Arthur A. March, March & Curtiss, New York City (Harry H. Harris, Harris, Corwin & Post, New York City, on the brief), for appellants.

Norman S. Parker, Chicago, Ill. (Elmer R. Helferich and Nicholas John Stathis, Watson, Leavenworth, Kelton & Taggart, New York City, on the brief), for appellee, Parker & Carter, Chicago, Ill., Elmer R. Helferich, Nicholas John Stathis, New York City, of counsel.
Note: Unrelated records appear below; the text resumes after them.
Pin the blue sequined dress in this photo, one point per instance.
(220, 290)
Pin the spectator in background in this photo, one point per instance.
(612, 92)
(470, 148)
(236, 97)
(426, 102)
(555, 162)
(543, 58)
Before LUMBARD, Chief Judge, MADDEN, Judge, United States Court of Claims,*  and WATERMAN, Circuit Judge.

MADDEN, Judge.


This is an appeal from a judgment of the United States District Court for the Eastern District of New York (Zavatt, Judge) holding claim 2 of Langdon reissue patent 21,323 valid but not infringed. 175 F. Supp. 96. Appellants contend that the holding of non-infringement is erroneous. Appellees contend by cross appeal that the patent claim is invalid as anticipated by prior art and as a result of estoppel. Appellees also contend that the accused structure does not infringe; that Sloan, not Langdon, solved the back-flow problem; and that Langdon is estopped by laches in bringing suit.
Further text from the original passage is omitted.